Cheney vs. Exception-Based Languages

A frequent question: isn't Java's try/catch easier?

Aspect Go (errors as values) Java (exceptions)
Failure visibility Explicit in every signature Hidden in the type system unless throws is required
Default handling Forced to think (no implicit propagation) Default propagation up the stack
Cost Free per check; allocations per wrap Stack capture per throw; ~µs
Ease of "ignore" _ = err makes it visible try { ... } catch (Exception ignored) {} makes it nearly invisible
Layered translation Manual but uniform Often skipped; original exception bubbles to the boundary
Recovery decisions Local, value-based Often global, in a single catch-all

Cheney's argument: forcing the writer to say something at every error site makes lazy handling visible. The verbosity is the feature, because it surfaces decisions that exception-based code hides.

The cost: there are more lines on the page. Mature Go developers stop seeing them; new developers find them noisy. The middle path is the discipline of this topic — make the content of those lines say something useful.

A pithy summary: Java handles errors at the catch site; Go handles them at the throw site. The throw site is closer to the cause, has more context, and is harder to copy-paste-and-forget. That is the case for the value-based model.


Code Review at Senior Level

A senior reviewer reads error handling with three lenses:

1. Layer responsibility

Does the layer making this decision have the right information to make it? A storage adapter retrying based on HTTP status codes is misplaced; the policy belongs at the application layer.
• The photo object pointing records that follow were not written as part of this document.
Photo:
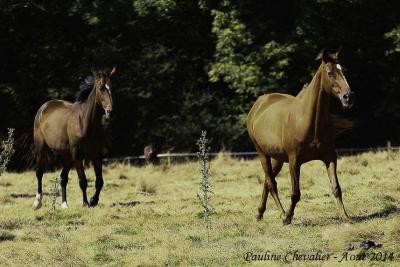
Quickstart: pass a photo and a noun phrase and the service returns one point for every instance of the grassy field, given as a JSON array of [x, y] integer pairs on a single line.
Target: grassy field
[[150, 216]]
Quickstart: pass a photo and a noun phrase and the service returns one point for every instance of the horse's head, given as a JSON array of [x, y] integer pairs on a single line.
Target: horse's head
[[333, 79], [103, 90]]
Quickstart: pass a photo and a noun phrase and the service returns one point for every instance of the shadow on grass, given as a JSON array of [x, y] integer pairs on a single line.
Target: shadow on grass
[[386, 212]]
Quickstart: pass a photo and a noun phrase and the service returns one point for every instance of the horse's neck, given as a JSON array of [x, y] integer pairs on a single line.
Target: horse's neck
[[90, 114], [316, 105]]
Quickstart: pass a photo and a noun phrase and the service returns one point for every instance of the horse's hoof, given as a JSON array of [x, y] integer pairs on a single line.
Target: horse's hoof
[[37, 204], [93, 202], [287, 220]]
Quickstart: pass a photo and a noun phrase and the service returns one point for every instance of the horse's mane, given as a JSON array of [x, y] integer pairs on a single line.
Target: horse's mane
[[85, 88]]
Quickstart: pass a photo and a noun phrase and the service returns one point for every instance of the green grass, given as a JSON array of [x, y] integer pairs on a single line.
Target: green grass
[[165, 228]]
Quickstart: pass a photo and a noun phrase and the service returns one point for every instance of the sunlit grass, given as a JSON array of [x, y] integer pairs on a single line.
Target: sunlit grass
[[163, 226]]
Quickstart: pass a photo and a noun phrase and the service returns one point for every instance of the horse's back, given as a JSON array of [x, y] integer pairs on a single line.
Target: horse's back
[[51, 123]]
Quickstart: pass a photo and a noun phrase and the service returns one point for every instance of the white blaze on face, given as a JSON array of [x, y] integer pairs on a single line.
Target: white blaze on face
[[344, 78]]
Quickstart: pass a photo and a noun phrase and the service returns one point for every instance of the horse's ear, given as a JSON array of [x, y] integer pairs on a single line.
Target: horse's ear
[[325, 56], [339, 54], [94, 74], [112, 71]]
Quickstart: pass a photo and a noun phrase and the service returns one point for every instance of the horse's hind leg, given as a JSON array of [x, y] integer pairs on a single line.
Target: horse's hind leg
[[270, 170], [97, 165], [82, 181], [64, 182], [336, 190]]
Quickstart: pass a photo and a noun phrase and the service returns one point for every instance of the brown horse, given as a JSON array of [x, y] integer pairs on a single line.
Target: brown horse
[[298, 129], [74, 132]]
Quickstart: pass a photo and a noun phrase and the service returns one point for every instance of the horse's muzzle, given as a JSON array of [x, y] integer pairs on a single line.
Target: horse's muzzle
[[347, 100], [107, 113]]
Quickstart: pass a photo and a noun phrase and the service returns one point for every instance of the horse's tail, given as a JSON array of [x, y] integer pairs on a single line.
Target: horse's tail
[[24, 156], [342, 124]]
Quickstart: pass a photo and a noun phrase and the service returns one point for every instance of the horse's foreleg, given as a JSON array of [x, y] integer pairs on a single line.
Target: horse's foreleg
[[37, 204], [40, 163], [270, 170], [82, 181], [294, 168], [97, 165], [336, 190], [64, 182]]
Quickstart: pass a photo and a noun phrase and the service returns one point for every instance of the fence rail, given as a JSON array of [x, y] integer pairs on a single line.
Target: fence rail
[[340, 152]]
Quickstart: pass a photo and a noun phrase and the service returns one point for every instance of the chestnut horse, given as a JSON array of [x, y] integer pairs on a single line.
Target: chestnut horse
[[74, 132], [298, 129]]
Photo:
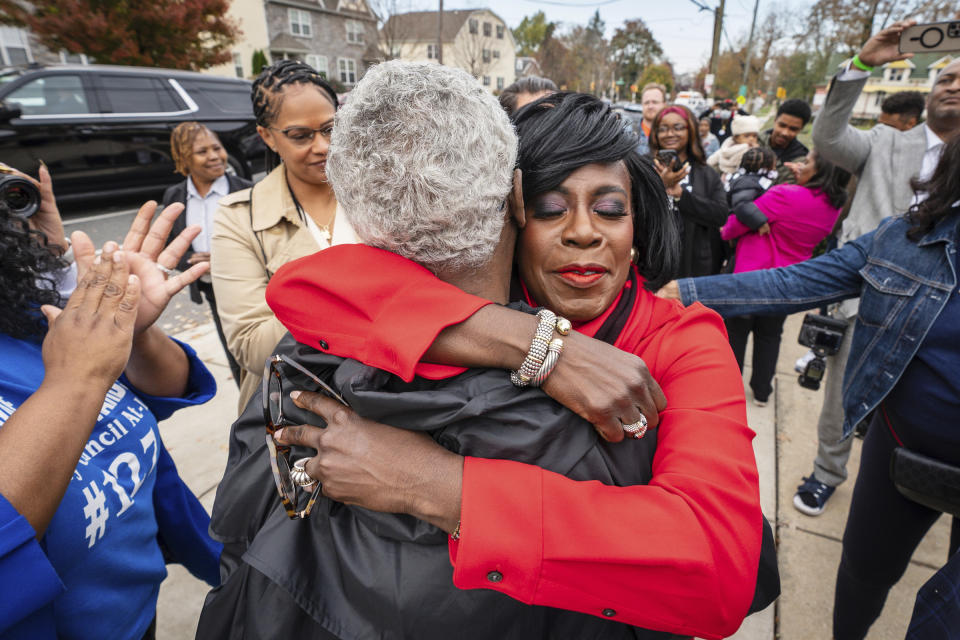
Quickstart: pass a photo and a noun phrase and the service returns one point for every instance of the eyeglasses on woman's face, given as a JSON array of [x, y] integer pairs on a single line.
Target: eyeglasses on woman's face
[[303, 136], [297, 501], [664, 129]]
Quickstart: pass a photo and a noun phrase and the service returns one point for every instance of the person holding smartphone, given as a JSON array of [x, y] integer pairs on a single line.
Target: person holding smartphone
[[695, 190]]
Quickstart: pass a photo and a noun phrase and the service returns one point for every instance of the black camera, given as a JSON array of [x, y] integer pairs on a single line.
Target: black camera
[[823, 335], [669, 159], [20, 195]]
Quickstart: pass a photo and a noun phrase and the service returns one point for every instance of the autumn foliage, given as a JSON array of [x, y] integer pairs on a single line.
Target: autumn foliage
[[175, 34]]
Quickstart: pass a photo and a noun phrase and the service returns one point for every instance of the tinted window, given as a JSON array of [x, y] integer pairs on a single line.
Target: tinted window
[[51, 95], [138, 94], [229, 97]]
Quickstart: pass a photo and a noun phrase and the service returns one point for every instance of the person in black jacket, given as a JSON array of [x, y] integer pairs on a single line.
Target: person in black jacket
[[199, 156], [694, 188]]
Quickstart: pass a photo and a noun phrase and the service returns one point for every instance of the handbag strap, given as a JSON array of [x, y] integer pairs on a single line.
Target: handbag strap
[[886, 418]]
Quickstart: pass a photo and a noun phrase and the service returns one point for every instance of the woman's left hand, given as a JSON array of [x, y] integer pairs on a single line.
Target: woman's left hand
[[377, 466], [144, 247]]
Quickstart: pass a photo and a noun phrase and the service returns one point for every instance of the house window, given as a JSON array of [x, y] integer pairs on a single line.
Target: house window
[[238, 64], [355, 32], [299, 22], [319, 63], [348, 70], [14, 46]]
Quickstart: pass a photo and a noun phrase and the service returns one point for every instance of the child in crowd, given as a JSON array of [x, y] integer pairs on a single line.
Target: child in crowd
[[758, 170], [746, 132]]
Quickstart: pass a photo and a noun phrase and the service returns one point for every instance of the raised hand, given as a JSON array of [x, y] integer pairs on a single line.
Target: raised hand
[[145, 250], [89, 341], [884, 46]]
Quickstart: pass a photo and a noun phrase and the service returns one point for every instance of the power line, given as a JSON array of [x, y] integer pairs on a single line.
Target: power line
[[573, 4]]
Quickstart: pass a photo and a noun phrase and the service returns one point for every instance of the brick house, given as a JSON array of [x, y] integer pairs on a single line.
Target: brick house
[[475, 40], [336, 37]]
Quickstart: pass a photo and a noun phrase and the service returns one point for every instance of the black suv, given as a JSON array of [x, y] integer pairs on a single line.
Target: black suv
[[105, 130]]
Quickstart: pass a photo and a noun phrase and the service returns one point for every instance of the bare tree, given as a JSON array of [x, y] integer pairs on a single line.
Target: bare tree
[[393, 32]]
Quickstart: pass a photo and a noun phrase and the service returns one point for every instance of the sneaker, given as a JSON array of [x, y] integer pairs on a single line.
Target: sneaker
[[801, 364], [812, 496]]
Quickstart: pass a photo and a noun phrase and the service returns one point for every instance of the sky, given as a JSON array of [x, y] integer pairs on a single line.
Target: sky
[[684, 31]]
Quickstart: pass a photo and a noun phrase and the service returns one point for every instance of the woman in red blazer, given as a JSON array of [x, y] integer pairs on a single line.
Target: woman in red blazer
[[679, 554]]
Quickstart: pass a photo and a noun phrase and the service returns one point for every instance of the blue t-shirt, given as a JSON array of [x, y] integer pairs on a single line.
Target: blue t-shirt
[[102, 542]]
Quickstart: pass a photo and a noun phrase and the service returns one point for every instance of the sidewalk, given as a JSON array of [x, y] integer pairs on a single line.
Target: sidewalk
[[809, 548]]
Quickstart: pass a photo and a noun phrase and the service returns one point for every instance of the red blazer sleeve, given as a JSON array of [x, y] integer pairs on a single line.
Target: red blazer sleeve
[[679, 554], [387, 323]]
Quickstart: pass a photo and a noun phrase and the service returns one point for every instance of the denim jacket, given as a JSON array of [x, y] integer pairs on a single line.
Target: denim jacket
[[903, 286]]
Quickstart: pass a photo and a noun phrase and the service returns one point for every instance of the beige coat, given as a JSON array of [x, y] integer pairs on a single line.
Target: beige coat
[[247, 247]]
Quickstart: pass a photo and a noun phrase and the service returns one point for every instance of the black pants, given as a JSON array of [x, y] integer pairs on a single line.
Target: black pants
[[207, 289], [766, 348], [883, 530]]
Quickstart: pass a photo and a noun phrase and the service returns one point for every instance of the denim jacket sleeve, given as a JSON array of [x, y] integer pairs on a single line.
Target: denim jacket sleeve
[[831, 277]]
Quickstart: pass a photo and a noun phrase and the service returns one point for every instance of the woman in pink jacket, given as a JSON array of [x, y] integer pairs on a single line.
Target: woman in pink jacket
[[779, 228]]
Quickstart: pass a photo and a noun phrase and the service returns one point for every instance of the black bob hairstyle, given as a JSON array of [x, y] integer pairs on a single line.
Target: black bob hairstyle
[[26, 277], [564, 131]]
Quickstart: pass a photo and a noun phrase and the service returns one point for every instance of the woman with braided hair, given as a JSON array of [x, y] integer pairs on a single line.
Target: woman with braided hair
[[289, 214]]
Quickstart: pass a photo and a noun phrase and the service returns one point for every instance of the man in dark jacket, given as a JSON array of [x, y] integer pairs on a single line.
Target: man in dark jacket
[[792, 116]]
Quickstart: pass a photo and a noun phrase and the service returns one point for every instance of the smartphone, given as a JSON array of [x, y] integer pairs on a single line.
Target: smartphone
[[931, 38], [668, 158]]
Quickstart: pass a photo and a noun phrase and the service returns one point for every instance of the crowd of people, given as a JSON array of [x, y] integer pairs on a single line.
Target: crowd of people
[[471, 404]]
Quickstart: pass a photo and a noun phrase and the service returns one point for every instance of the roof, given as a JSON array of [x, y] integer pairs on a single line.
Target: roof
[[422, 25], [286, 42], [920, 64]]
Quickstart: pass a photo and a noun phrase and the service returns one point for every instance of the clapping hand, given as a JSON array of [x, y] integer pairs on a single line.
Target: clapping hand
[[90, 339], [144, 250]]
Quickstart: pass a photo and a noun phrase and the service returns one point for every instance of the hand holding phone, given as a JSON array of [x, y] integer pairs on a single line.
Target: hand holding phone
[[669, 159], [931, 38]]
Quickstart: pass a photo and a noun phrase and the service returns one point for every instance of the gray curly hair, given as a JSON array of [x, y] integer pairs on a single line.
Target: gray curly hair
[[422, 160]]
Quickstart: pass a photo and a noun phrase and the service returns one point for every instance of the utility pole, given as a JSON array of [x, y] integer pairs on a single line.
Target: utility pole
[[753, 25], [717, 29], [440, 34]]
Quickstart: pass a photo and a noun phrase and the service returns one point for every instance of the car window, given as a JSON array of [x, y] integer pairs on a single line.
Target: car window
[[139, 94], [50, 95], [229, 97]]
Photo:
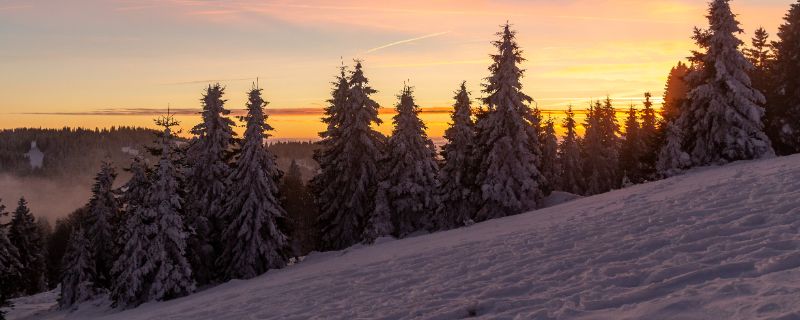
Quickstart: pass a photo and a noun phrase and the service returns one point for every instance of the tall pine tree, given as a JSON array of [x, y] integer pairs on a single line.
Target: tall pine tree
[[103, 211], [457, 177], [723, 118], [550, 163], [632, 148], [300, 210], [253, 242], [10, 265], [507, 146], [675, 92], [153, 266], [208, 154], [345, 188], [408, 176], [649, 134], [783, 114], [79, 274], [569, 157], [24, 236]]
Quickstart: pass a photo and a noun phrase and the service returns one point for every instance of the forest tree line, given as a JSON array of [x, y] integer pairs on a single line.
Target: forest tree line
[[218, 208]]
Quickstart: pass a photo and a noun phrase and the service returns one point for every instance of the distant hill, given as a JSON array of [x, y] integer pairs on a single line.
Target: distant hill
[[71, 157]]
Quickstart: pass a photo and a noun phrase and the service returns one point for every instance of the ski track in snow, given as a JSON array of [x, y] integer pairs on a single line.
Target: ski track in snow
[[716, 243]]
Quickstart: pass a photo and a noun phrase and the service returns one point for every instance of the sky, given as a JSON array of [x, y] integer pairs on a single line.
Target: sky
[[101, 63]]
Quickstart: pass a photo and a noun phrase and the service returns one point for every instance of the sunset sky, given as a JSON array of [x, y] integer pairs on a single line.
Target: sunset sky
[[96, 63]]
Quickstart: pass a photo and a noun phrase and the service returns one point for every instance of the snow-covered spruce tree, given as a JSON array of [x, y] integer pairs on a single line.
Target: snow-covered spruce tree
[[345, 187], [10, 266], [24, 236], [253, 242], [631, 148], [134, 192], [152, 265], [649, 135], [506, 143], [783, 114], [103, 211], [132, 198], [600, 157], [724, 108], [569, 157], [457, 177], [172, 276], [77, 282], [300, 211], [675, 92], [672, 160], [408, 175], [761, 55], [550, 163], [208, 156]]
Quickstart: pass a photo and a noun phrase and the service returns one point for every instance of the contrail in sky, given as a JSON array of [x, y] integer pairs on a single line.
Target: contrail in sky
[[407, 41]]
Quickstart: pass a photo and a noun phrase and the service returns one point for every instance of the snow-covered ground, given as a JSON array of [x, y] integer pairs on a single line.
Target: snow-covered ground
[[717, 243]]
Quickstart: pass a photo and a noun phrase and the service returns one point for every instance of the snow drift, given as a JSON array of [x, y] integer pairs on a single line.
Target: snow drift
[[717, 243]]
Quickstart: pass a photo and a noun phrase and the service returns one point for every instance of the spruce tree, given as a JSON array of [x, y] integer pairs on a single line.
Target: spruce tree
[[569, 157], [301, 211], [103, 211], [172, 277], [783, 114], [675, 92], [723, 117], [10, 265], [457, 177], [672, 160], [79, 274], [208, 154], [649, 135], [24, 236], [631, 148], [600, 156], [253, 242], [345, 188], [408, 175], [550, 163], [507, 143], [153, 266]]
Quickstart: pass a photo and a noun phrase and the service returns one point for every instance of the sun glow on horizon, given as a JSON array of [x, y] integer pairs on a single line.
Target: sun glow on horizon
[[66, 63]]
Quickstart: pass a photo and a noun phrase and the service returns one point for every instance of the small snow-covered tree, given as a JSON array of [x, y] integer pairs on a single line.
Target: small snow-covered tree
[[23, 234], [253, 242], [208, 156], [133, 267], [507, 145], [345, 187], [600, 156], [550, 163], [103, 211], [457, 176], [10, 266], [675, 92], [77, 282], [300, 210], [672, 160], [783, 114], [172, 276], [724, 108], [569, 157], [648, 133], [632, 148], [408, 174]]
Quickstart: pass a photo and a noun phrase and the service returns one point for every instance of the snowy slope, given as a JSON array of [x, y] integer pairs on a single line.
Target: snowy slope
[[717, 243]]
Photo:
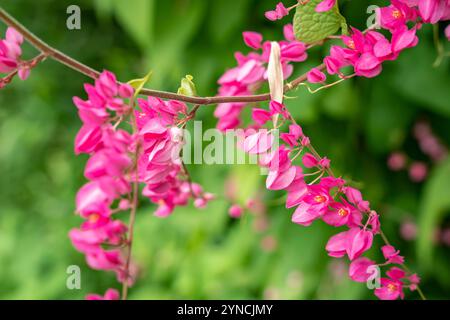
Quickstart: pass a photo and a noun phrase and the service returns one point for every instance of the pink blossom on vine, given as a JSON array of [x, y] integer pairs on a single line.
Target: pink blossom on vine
[[110, 294], [397, 161], [396, 15], [358, 270], [316, 76], [253, 40], [291, 138], [432, 11], [391, 289], [250, 74], [391, 255], [10, 51], [418, 171], [236, 211], [279, 13]]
2. System-wide consistency

Does this PR follow the team's published error model? New sentinel? Documented in the model? Mapped to a status code?

3. Failure-mode coverage

What does this code do when its dependencies are down? When the request times out? When the upstream returns malformed data? Are those modes tested?

A senior PR comment looks like:

"This retries on any error. Should we restrict to transient? Otherwise we will retry validation errors forever and exhaust the budget. Also: the wrap message says 'failed' — could you say what it failed to do, with the entity ID?"

Specific. Names a layer responsibility. Suggests an alternative.


Summary

At senior level, "handle errors gracefully" is an architectural property: every error has an owner, every boundary translates, every dependency has a documented failure mode. Idempotency converts surface-only errors into recoverable ones. Circuit breakers and bulkheads prevent local failures from cascading. Degraded mode keeps users served. SLOs and error budgets turn handling into a measurable discipline. Sagas extend the same rules across service boundaries with explicit compensation. Observability of decisions — not just outcomes — is what separates a service that fails loudly and clearly from one that fails confusingly. The keystroke-level lessons of junior and middle level apply at every line; the architecture is what makes them sum to a debuggable, operable system.